My PWPantry take on the classic ANZAC biscuit recipe, in honour of ANZAC day today!
Traditional ANZAC biscuits are made with rolled oats, coconut, butter, white flour, white sugar & golden syrup so I have kept the basics but swapped in unrefined organic coconut sugar & ground almond flour instead, and swapped half the butter for coconut oil, as well as some orange zest.
They give the perfect hint of sweetness for your afternoon tea break!
Ingredients: (and any alternatives)
80g Porridge Oats
80g Desiccated Coconut
100g Golden Caster Sugar (I did 1/3 Coconut Sugar)
100g Unsalted butter (Could swap in coconut oil)
4 tablespoons of Golden Syrup (Agave would work)
1 teaspoon of Bicarbonate of Soda
120g Plain Flour (I added almond meal for 1/3 instead – Coconut Flour isn’t binding enough for these but any whole meal flour would work)
4 teaspoons Vanilla Extract
1 Large Orange (zest of)
- Preheat your oven to 180’c. Line 2 trays with grease proof paper.

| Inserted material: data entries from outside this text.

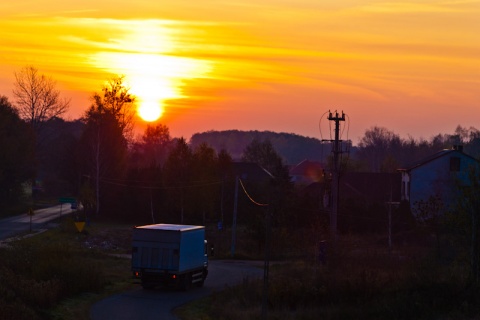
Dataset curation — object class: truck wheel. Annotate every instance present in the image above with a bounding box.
[180,273,192,291]
[142,281,154,290]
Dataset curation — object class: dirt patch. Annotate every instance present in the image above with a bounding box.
[83,227,132,254]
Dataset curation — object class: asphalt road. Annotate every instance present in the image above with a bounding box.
[90,260,263,320]
[0,203,72,240]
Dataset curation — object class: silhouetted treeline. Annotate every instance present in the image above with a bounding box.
[190,130,331,165]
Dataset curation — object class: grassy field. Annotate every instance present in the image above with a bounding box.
[175,237,480,320]
[0,219,480,320]
[0,218,133,320]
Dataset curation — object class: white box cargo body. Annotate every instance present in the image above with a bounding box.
[132,224,208,289]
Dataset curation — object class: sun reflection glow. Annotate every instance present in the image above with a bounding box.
[88,20,211,121]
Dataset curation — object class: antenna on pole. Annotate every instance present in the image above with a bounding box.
[322,111,345,243]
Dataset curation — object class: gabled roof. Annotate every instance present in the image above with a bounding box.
[398,149,478,171]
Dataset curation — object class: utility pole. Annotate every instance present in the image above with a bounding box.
[230,176,240,258]
[327,111,345,244]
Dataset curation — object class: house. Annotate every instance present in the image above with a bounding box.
[289,160,324,185]
[399,146,479,213]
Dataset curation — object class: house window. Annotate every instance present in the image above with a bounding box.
[450,157,460,172]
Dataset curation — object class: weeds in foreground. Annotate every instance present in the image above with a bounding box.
[177,242,480,320]
[0,221,133,320]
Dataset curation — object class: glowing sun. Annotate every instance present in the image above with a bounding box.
[138,101,163,122]
[91,20,211,122]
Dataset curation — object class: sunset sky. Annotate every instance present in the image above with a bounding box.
[0,0,480,143]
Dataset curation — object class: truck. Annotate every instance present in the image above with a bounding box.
[132,224,208,290]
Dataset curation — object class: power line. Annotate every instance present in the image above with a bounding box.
[238,178,268,207]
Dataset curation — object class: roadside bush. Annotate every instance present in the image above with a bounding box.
[0,225,107,319]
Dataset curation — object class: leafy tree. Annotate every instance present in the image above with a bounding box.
[164,138,193,223]
[142,124,171,167]
[13,66,70,131]
[93,76,135,139]
[0,96,35,207]
[79,105,127,214]
[192,143,220,223]
[356,127,402,172]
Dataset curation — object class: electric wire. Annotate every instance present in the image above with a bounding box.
[238,178,268,207]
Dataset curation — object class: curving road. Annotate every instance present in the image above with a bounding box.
[90,260,263,320]
[0,203,72,240]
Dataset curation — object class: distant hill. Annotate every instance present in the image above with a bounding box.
[190,130,331,165]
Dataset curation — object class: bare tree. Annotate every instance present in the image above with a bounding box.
[93,76,136,140]
[13,66,70,130]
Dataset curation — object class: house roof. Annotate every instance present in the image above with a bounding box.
[398,148,478,171]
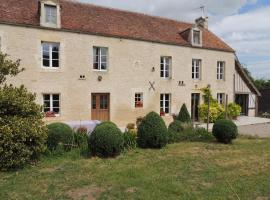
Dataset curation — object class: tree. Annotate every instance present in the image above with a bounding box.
[0,52,47,169]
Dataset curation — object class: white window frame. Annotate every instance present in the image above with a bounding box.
[42,93,61,117]
[160,93,171,115]
[41,41,60,69]
[44,4,57,25]
[217,61,225,80]
[192,59,202,80]
[134,92,143,108]
[92,46,109,72]
[217,93,225,105]
[40,0,61,28]
[191,28,202,47]
[160,56,172,79]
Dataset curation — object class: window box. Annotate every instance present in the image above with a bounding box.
[160,111,166,117]
[135,102,143,108]
[45,111,56,118]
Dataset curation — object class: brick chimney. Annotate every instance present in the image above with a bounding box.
[195,17,208,29]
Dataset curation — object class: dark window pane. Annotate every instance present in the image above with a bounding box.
[53,101,60,107]
[92,95,97,109]
[43,94,50,101]
[43,51,50,59]
[101,56,107,63]
[53,94,59,101]
[43,59,50,67]
[52,60,59,67]
[53,108,60,113]
[93,63,98,69]
[42,43,50,52]
[101,63,107,70]
[52,52,59,60]
[101,48,107,56]
[52,44,59,52]
[43,108,50,113]
[43,101,50,108]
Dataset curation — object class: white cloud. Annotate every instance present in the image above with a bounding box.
[78,0,257,22]
[80,0,270,78]
[210,6,270,78]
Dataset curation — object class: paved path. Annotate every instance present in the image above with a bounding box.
[238,123,270,138]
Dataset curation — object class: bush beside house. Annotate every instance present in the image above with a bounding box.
[88,122,124,157]
[0,52,47,170]
[213,119,238,144]
[137,112,167,148]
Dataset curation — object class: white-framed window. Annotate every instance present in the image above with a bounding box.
[160,56,172,78]
[217,93,225,104]
[44,4,57,25]
[43,94,60,115]
[192,59,202,80]
[135,93,143,108]
[217,61,225,80]
[93,47,108,71]
[160,94,171,115]
[41,42,60,68]
[193,30,201,45]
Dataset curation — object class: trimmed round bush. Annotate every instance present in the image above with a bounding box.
[213,119,238,144]
[168,120,184,143]
[47,123,74,151]
[88,122,124,157]
[137,112,168,148]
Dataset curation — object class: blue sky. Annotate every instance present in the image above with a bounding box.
[80,0,270,79]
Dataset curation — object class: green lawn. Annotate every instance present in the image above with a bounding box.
[0,138,270,200]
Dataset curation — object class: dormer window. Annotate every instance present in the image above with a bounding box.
[44,4,57,25]
[40,0,61,28]
[192,28,202,46]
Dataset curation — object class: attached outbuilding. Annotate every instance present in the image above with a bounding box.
[234,58,261,117]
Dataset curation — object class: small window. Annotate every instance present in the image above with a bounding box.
[93,47,108,71]
[217,93,225,105]
[217,61,225,80]
[192,59,202,80]
[160,57,172,78]
[193,30,201,45]
[42,42,60,68]
[160,94,171,116]
[135,93,143,108]
[43,94,60,115]
[44,5,57,25]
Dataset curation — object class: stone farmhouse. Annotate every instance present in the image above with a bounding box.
[0,0,260,127]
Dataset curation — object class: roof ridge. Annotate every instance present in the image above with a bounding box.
[61,0,194,25]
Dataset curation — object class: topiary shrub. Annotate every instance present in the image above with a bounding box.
[213,119,238,144]
[47,123,74,151]
[88,122,124,157]
[123,131,137,149]
[177,104,191,123]
[137,112,167,148]
[168,120,185,143]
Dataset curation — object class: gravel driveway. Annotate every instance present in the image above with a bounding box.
[238,123,270,138]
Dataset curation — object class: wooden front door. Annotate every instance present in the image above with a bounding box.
[191,93,200,121]
[91,93,110,121]
[235,94,249,116]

- Melt the butter in a low heat pan and add the golden syrup.
- In a separate small bowl, add the bicarbonate of soda and mix in 3 tablespoons of hot water. Then add this to the butter mix.
- In a separate bowl mix all your dry ingredients (flour, late, coconut, grated orange zest, sugar). The make a well in the middle, and slowly add in your hot butter mix.
- Stir it all together slowly.
- Add small heaped tablespoons of mixture into the baking tray, press down lightly then pop into the oven for 10 minutes. Once they are slightly golden brown, take them out to cool. They will stick together more once cool and be a chewy delicious treat!